In the case of this site, there was an application, text, and image folder. Going into the application folder shows there are several sub-folders, most of which are javascript, and one called "octet-stream". Inside that is one file, analyzing it shows:

 $ file ee61d1b67ba6e91641e25c88dcda4489 
 ee61d1b67ba6e91641e25c88dcda4489: PE32 executable (GUI) Intel 80386, for MS Windows

This file, not surprisingly is listed on VirusTotal as adware/malware known as "MediaDrug".

Graph Output from Thug

This is the image created by Thug in /analysis/graph.svg (open it with firefox).
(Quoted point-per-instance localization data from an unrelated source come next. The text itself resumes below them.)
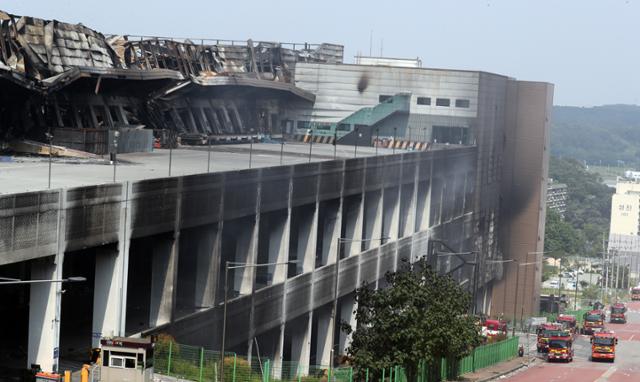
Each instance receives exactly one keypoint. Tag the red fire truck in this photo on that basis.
(635, 293)
(560, 349)
(593, 322)
(603, 346)
(617, 314)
The like MediaDrug download interaction can be seen at the very bottom.
Thug Graph

The download location can be confirmed by grepping the analysis/json/analysis.json file for the md5 which shows that this was indeed where the binary came from.

{
            "timestamp": "2015-07-26 16:01:28.127578", 
            "cve": "None", 
            "description": "[HTTP] URL: http://setup.mediadrug.com/partnership.main.redirect/?advert_key=ZWMwMDAzMDAwYjAwMDI4ODAwMDAwMjkwMDAwMjkwMDAwMjkwMzYxZmQxYTlhMg==&name= (Content-type: application/octet-stream, MD5: ee61d1b67ba6e91641e25c88dcda4489)", 
            "method": "Dynamic Analysis"
    },

So there you have it, a way to collect everything from a likely malicious website and have it categorized, hashed and graphed for you automatically. Happy malware hunting!